Chroniques

par bertrand bolognesi

Giuseppe Verdi
Otello | Othello

2 CD CSO Resound (2013)
CSOR 901 1303
À la tête du Chicago Symphony Orchestra, Riccardo Muti joue Otello (1887)

Si de nombreuses versions du dernier chef-d’œuvre tragique de Giuseppe Verdi sont disponibles, et des plus illustres, il en est un peu moins qui soient à la fois des captations live et des enregistrements récents. Sans oublier les excellences d’antan, tournons nos oreilles vers l’aujourd’hui d’Otello, témoignage d’un concert d’avril 2011, au Symphony Center de Chicago.

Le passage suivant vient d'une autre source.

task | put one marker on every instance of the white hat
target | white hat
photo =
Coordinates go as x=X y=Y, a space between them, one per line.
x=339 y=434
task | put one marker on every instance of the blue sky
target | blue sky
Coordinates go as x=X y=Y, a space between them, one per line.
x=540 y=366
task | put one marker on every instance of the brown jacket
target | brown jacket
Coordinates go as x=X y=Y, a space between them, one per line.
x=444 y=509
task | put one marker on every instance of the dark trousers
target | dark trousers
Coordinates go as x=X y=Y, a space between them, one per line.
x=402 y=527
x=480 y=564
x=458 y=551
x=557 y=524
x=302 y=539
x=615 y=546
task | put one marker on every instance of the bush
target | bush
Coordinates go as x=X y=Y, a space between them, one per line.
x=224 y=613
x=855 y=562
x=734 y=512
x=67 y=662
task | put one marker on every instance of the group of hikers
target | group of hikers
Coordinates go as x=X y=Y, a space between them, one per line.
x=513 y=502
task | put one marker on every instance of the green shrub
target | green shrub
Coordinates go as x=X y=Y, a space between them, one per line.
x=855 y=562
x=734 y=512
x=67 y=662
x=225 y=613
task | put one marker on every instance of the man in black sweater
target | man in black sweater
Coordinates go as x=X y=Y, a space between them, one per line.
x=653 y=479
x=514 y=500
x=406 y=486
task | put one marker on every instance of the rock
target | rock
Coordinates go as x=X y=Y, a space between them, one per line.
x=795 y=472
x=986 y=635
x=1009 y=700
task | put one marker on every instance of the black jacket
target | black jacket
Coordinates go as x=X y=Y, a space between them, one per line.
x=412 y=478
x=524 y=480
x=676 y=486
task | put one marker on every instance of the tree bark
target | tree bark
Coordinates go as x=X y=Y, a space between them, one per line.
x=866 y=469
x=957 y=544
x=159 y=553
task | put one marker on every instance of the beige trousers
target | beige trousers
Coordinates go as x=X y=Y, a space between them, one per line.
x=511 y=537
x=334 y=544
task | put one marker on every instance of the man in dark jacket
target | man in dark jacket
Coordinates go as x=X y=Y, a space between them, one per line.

Outre une distribution plutôt bien choisie, l’on y goûtera un maître verdien comme il en est peu, à la tête d’une des formations les plus équilibrées et brillantes qui soit : Riccardo Muti dirige ici le Chicago Symphony Orchestra.

Dès l’abord, on est frappé par la prégnance vocale des seconds rôles. L’exquise vivacité des échanges de répliques plonge l’écoute dans l’action. Encore les ensemble sont-ils soigneusement réalisés (Acte II, plage 13 : quatuor somptueux), avec des nuances de part et d’autre, y compris dans le plus complexe, si confus dramatiquement (final du III). Le Lombard Paolo Battaglia impose un Montano sain, solide même, auquel répond le Cassio d’abord un peu timide de Juan Francisco Gatell, puis fulgurant dans la rixe, avec une émission évidente, un aigu luxueux, une clarté bénie [lire notre chronique du 24 février 2012 et notre critique du DVD]. On retrouve également la voix confortable d’Eric Owens, noble Lodovico particulièrement convaincant [lire notre critique du DVD et notre chronique du 17 juin 2007]. Roderigo lumineux, Michael Spyres mène fermement son chant, tour à tour franc ou caressant [lire nos chroniques du 28 juin 2012 et du 31 août 2014]. Emilia, celle par qui survient la vérité, est avantageusement tenue par la ronde autorité du mezzo Barbara di Castri.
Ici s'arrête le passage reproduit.